Background: Accurate injury cause data are essential for injury prevention research. U.S. military hospitals, unlike civilian hospitals, use the NATO STANAG system for cause-of-injury coding. Reported deficiencies in civilian injury cause data suggested a need to specifically evaluate the STANAG.
Methods: The Total Army Injury and Health Outcomes Database (TAIHOD) was used to evaluate worldwide Army injury hospitalizations, especially STANAG Trauma, Injury, and Place of Occurrence coding. We conducted a review of hospital procedures at Tripler Army Medical Center (TAMC) including injury cause and intent coding, potential crossover between acute injuries and musculoskeletal conditions, and data for certain hospital patients who are not true admissions. We also evaluated the use of free-text injury comment fields in three hospitals.
Results: Army-wide review of injury records coding revealed full compliance with cause coding, although nonspecific codes appeared to be overused. A small but intensive single hospital records review revealed relatively poor intent coding but good activity and cause coding. Data on specific injury history were present on most acute injury records and 75% of musculoskeletal conditions. Place of Occurrence coding, although inherently nonspecific, was over 80% accurate.
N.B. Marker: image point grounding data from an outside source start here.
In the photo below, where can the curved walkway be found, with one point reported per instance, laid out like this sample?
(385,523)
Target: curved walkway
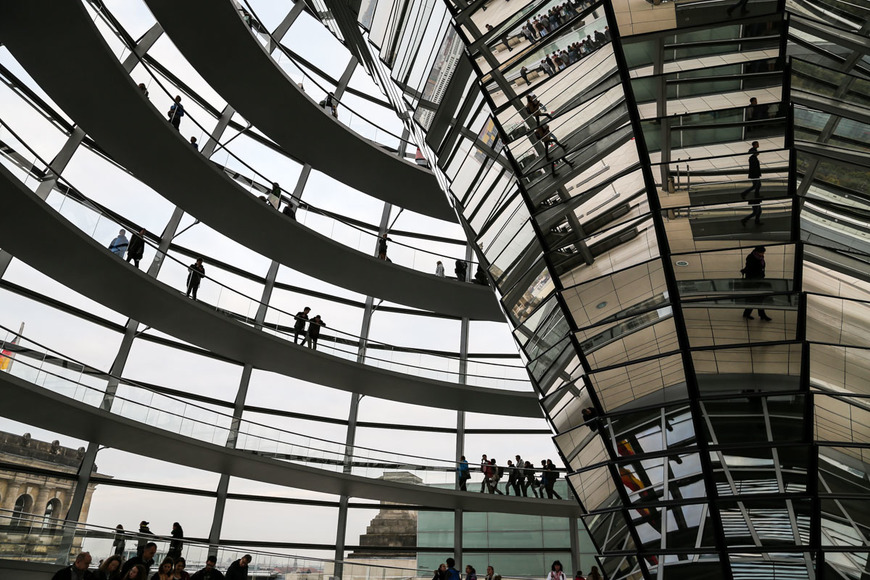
(91,86)
(91,270)
(214,39)
(45,409)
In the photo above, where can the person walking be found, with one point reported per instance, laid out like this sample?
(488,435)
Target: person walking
(529,471)
(274,198)
(144,532)
(552,476)
(754,270)
(382,247)
(463,473)
(314,326)
(452,572)
(754,172)
(513,479)
(494,477)
(299,325)
(180,572)
(176,544)
(136,248)
(484,468)
(556,572)
(110,568)
(78,570)
(238,570)
(119,245)
(460,270)
(195,273)
(119,542)
(176,112)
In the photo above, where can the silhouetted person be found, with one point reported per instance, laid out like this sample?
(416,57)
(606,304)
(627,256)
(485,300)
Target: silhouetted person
(460,270)
(754,172)
(144,532)
(314,331)
(145,559)
(754,270)
(480,275)
(741,4)
(136,248)
(209,572)
(463,473)
(195,274)
(274,198)
(382,247)
(78,570)
(299,325)
(552,476)
(176,544)
(176,112)
(238,570)
(119,542)
(119,245)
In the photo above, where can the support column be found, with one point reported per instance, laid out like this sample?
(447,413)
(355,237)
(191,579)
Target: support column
(238,408)
(350,439)
(575,546)
(345,77)
(55,168)
(460,425)
(282,29)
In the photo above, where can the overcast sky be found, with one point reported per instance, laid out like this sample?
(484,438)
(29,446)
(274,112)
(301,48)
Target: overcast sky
(97,346)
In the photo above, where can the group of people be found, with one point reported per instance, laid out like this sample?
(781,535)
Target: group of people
(559,60)
(542,25)
(536,110)
(461,271)
(448,571)
(140,568)
(309,336)
(521,476)
(134,248)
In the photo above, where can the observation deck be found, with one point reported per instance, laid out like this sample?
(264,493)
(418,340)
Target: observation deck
(91,86)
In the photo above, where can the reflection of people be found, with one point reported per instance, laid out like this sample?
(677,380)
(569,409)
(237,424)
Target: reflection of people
(195,273)
(754,175)
(754,270)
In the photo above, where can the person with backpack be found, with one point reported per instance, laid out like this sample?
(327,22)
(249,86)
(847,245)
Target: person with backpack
(176,112)
(513,479)
(552,476)
(530,481)
(556,572)
(195,273)
(496,473)
(463,473)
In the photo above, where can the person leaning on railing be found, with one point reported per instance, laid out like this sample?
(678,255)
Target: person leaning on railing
(78,570)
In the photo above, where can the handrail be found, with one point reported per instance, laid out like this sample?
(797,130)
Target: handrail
(254,301)
(286,52)
(196,550)
(347,459)
(285,195)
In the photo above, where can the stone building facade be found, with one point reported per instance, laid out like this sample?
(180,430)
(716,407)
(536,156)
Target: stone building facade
(31,504)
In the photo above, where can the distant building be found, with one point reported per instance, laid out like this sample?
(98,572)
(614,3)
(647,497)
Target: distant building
(25,493)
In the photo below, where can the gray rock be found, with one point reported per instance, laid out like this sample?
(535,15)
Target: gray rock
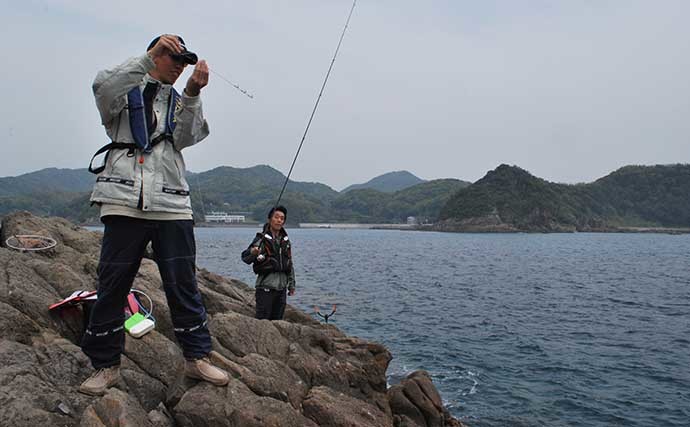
(296,372)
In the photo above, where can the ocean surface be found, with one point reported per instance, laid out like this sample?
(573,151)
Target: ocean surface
(515,329)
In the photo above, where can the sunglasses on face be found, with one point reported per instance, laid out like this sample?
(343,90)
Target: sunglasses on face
(178,58)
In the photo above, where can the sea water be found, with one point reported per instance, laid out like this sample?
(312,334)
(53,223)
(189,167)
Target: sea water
(515,329)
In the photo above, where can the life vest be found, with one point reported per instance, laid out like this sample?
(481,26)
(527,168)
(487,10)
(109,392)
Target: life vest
(277,254)
(137,125)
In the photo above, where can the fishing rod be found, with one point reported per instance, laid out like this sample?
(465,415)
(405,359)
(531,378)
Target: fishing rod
(316,105)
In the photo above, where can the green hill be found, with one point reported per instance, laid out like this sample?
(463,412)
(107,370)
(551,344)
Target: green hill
(47,180)
(422,201)
(388,183)
(510,199)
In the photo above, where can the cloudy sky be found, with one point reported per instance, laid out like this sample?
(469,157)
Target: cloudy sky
(569,90)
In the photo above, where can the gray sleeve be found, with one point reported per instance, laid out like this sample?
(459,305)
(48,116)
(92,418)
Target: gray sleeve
(111,86)
(191,126)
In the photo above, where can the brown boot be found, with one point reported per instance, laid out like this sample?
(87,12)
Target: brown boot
(100,380)
(201,369)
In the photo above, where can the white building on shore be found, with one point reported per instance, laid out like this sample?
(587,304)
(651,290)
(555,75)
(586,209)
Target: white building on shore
(224,217)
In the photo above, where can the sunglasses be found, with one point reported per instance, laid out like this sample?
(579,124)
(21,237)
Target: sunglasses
(180,59)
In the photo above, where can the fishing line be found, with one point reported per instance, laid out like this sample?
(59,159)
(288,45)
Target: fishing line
(249,95)
(287,178)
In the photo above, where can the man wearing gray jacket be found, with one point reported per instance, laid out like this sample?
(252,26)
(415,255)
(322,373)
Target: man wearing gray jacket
(144,197)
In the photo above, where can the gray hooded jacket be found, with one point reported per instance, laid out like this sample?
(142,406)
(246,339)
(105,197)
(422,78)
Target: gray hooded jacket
(158,178)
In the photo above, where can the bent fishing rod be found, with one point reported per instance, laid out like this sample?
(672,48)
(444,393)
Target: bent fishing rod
(316,105)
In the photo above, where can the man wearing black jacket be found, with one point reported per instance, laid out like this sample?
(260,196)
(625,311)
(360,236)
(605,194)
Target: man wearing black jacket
(270,253)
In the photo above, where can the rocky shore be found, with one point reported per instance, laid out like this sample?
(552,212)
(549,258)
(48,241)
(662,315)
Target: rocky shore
(296,372)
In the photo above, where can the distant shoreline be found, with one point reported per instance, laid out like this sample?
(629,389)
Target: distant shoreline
(431,227)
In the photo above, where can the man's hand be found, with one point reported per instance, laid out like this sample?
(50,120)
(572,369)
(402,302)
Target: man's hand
(198,79)
(168,43)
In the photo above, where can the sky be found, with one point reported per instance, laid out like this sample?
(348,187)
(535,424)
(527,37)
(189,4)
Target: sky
(569,90)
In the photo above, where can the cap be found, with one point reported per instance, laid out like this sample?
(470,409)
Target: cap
(186,55)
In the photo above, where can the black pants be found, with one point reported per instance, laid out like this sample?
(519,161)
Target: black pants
(270,303)
(124,242)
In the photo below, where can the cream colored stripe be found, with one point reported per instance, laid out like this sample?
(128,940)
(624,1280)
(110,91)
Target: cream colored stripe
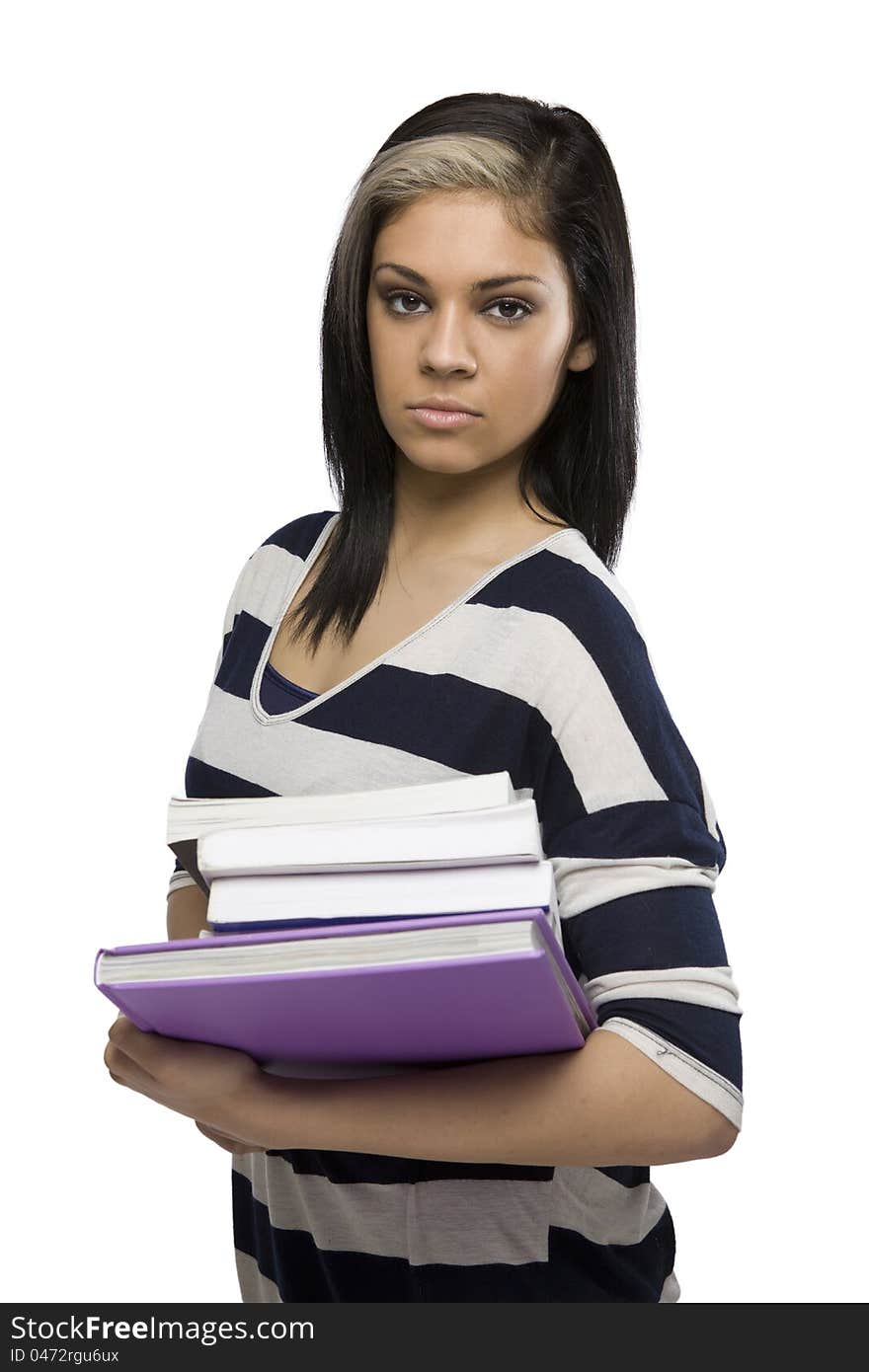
(253,1284)
(585,882)
(452,1221)
(671,1291)
(704,1083)
(558,675)
(711,987)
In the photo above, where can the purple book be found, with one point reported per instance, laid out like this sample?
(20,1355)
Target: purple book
(504,988)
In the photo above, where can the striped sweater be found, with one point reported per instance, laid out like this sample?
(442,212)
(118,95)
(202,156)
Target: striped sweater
(540,670)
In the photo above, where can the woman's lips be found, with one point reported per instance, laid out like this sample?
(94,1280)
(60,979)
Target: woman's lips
(443,419)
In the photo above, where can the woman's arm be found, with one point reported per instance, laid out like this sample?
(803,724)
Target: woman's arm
(602,1105)
(187,913)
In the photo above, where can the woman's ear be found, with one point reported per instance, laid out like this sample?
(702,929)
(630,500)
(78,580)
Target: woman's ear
(583,355)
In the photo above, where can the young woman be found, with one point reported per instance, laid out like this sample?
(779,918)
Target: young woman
(459,615)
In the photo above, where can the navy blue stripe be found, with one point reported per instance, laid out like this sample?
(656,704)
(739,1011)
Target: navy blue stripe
(447,720)
(301,534)
(672,926)
(382,1169)
(637,829)
(206,782)
(709,1034)
(236,671)
(597,619)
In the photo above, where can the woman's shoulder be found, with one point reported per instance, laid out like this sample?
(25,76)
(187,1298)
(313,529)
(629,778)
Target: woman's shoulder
(583,591)
(299,535)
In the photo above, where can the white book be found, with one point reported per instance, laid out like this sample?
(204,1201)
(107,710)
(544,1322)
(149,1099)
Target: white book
(191,818)
(238,903)
(503,833)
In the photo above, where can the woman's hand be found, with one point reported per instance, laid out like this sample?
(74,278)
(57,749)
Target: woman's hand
(211,1086)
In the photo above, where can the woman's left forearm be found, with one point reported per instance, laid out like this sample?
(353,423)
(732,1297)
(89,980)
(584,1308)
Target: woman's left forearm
(604,1105)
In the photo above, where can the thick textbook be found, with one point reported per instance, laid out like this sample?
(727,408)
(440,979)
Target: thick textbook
(239,904)
(191,818)
(496,834)
(409,991)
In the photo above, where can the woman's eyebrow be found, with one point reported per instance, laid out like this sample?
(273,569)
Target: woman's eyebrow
(488,284)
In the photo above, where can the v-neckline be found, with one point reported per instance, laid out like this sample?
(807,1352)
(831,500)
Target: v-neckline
(266,718)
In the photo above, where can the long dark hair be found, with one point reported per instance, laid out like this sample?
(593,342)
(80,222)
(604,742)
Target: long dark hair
(553,176)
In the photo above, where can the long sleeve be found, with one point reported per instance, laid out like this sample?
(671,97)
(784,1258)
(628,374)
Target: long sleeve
(629,825)
(179,876)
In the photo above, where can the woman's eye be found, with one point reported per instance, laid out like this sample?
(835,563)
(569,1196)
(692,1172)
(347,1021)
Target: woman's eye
(496,305)
(403,295)
(513,305)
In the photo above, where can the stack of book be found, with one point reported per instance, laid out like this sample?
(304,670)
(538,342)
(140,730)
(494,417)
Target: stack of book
(394,926)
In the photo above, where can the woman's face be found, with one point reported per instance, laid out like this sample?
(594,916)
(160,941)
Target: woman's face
(436,330)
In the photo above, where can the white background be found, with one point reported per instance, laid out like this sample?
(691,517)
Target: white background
(173,178)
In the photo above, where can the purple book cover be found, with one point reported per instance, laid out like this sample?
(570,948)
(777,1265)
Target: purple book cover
(489,1006)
Review of text fields produced additional details of the injuries in over 80% of cases.
Conclusions: STANAG intent coding specificity was poor, while coding of cause of injury was at least comparable to civilian systems. The strengths of military hospital data systems are an exceptionally high compliance with injury cause coding, the availability of free text, and capture of all population hospital records without regard to work-relatedness. Simple changes in procedures could greatly improve data quality.